And so when you have a chip, for example, in your - my cell phone here has a chip in here that's only a couple millimeters on edge. That can hold four gigabytes. And that's commercial. I mean, that's just what's out there now. There's probably about 10 gigabytes in the laboratories right now. If you multiply that 4 times 50, you have 200 gigabytes. And so the implications for having a technology which carries an enormous amount of information in a small package - for example, that might be implanted in somebody - I think is entirely possible and something perhaps that should be considered ahead of time in terms of the ethical implications for such enhancements in people.

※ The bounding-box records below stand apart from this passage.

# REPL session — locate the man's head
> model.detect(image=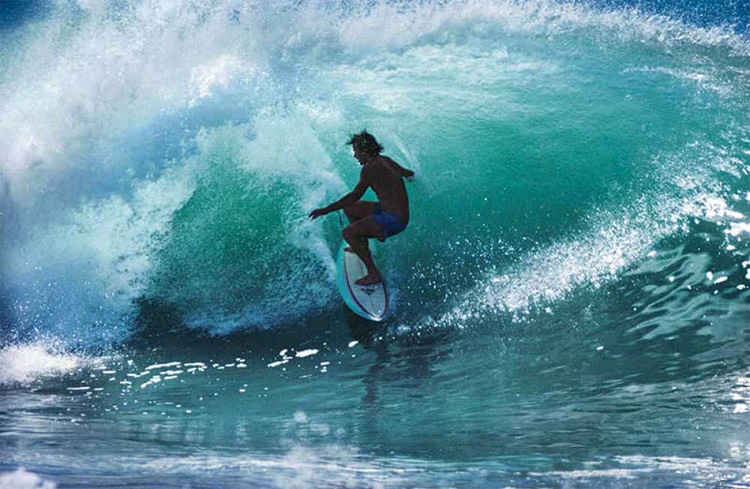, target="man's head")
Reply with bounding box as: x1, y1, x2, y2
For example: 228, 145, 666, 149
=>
347, 129, 383, 164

The other issue is what we now call personal medicine, and every - about once a year or a couple times a year a big splash is made in the scientific press about another organism whose genomic sequence has been completely specified or improvements that are made on the genetic sequencing of human DNA. And the common target right now is to shoot for $1000 for sequencing each individual person, that that's what it would cost to sequence a person. And so I think there are serious implications for when this technology becomes ubiquitous and what we do with the information for this.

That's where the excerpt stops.